Technology & Science

Global cellphone sales slowing, IDC says

After years of massive growth, the worldwide market for cellphones is finally starting to cool, according to analysts.

After years of massive growth, the worldwide market for cellphones is finally starting to cool, according to analysts at IDC.

Year-over-year growth in sales of handsets during the holiday quarter has fluctuated between 18 and 30 per cent over the past three years, but this past quarter saw an increase of only 11.6 per cent, the global research firm said on Friday. That lower growth is an indication that cellphone sales have peaked.

"The expectation that the market would maintain the level of growth it saw over the last three years was unrealistic," said Ryan Reith, senior research analyst with IDC's worldwide mobile phone tracker, in a release. "We expect growth to be in the single digits throughout 2008, and most likely for years to follow."

More than 300 million devices were shipped in the fourth quarter, bringing the 2007 sales total to more than 1.1 billion handsets, or a 12.4 per cent increase over the previous year.

Many countries — particularly in Europe and Asia — have reached cellphone saturation points, where many people own more than one device and subscriptions actually outnumber the population. As a result, handset sales in these countries are largely driven by customers replacing their devices, rather than new subscribers coming on.

The slowdown isn't likely to happen in Canada, however. With about 19 million cellphone subscribers, or about 60 per cent of the population, Canada is far from achieving the penetration rates seen in Europe and Asia. Lawrence Surtees, principal analyst of communications research for IDC Canada, said in an interview that Canada will still need a few years to achieve a saturation rate of 80 to 90 per cent of the population.

"I don't think we're anywhere near a saturation point in Canada yet," he said. "We've got a ways to go mainly because we still have many people that are waking up to wireless."

He said the global slowdown could also reverse itself when the cellphone makers start paying attention to the largely undeveloped market of Africa.

"They're just beginning while the rest of the world has sort of hit a plateau," Surtees said.

Nokia maintains lead

Worldwide, Nokia maintained its lead over the handset market, with a share of about 38 per cent. The company shipped more than 437 million devices, representing a four per cent increase in market share over 2006.

IDC's prediction of single-digit growth countered a more bullish forecast by Nokia on Thursday, which predicted a 10 per cent increase in mobile phone shipments in 2008.

Samsung overtook Motorola as the No. 2 manufacturer, with 14 per cent market share. The company shipped 161 million handsets in 2007, giving it a three per cent increase in market share over 2006, IDC said.

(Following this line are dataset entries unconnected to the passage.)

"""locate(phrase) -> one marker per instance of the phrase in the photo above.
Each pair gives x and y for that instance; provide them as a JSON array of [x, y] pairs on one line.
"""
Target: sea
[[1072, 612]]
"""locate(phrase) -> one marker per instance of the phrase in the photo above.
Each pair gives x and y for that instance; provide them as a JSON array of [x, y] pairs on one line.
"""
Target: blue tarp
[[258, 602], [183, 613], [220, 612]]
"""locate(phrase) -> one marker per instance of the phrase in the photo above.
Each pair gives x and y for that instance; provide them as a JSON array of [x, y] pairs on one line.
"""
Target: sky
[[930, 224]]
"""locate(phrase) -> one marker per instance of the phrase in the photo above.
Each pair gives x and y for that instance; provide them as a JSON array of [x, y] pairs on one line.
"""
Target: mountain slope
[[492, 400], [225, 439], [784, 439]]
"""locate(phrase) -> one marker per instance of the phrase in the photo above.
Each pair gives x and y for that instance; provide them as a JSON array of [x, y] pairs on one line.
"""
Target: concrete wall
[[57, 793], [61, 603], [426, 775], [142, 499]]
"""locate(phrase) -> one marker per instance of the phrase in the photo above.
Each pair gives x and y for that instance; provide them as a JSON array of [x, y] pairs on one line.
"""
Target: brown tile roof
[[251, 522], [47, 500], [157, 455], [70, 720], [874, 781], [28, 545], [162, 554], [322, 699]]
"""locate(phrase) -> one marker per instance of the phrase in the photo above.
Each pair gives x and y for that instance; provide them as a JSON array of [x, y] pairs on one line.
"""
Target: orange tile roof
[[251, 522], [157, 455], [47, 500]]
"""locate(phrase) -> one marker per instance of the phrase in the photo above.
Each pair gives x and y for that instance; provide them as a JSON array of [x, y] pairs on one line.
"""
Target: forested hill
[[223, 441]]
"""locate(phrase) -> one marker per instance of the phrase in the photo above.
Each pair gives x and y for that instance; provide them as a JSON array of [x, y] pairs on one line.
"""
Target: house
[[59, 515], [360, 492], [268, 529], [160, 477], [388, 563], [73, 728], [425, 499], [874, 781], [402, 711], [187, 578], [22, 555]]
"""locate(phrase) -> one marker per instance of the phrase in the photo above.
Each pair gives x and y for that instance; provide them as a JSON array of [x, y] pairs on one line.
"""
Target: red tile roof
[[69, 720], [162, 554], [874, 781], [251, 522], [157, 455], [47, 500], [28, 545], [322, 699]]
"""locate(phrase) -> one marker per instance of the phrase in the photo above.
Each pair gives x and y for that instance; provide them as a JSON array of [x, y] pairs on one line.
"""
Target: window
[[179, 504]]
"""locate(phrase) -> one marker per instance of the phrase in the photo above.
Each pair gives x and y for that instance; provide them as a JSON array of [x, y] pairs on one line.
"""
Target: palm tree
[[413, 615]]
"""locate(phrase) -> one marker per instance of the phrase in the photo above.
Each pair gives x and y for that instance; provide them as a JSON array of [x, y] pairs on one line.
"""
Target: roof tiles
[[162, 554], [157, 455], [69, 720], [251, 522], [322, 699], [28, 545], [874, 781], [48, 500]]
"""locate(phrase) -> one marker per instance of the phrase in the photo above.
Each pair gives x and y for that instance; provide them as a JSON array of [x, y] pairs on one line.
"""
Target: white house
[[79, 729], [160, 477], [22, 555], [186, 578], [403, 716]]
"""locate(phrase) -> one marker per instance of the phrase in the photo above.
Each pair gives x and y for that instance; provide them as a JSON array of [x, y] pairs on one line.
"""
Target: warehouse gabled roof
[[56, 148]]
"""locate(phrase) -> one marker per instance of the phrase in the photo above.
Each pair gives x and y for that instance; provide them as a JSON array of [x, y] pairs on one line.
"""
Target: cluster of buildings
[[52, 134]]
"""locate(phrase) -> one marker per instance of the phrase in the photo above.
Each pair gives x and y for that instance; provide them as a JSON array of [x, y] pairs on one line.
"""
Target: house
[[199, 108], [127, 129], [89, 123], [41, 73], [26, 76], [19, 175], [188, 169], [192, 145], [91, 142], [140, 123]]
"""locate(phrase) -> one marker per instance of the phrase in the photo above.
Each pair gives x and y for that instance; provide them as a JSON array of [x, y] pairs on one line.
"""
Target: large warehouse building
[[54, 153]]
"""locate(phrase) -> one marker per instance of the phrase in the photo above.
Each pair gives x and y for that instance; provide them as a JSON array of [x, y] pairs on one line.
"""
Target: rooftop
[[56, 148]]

Motorola faced a number of challenges over the past year, with the company's chief executive admitting the firm had missed out on significant growth areas, including 3G, China and emerging markets. Motorola's market share slipped to 13.9 per cent in 2007 from 21 per cent a year earlier. The company shipped 159 million handsets, down from 217 million.

"Give credit to Samsung for taking the No. 2 position worldwide from Motorola," said Ramon Llamas, research analyst with IDC's mobile devices technology and trends team, in a statement. "Samsung capitalized on replacement handset opportunities in the United States and Europe with a steady stream of mid-range and high-end devices, while Motorola spent much of the year addressing inventory challenges."

Sony Ericsson and LG Electronics rounded out the top five mobile phone vendors with nine and seven per cent market share respectively, IDC said.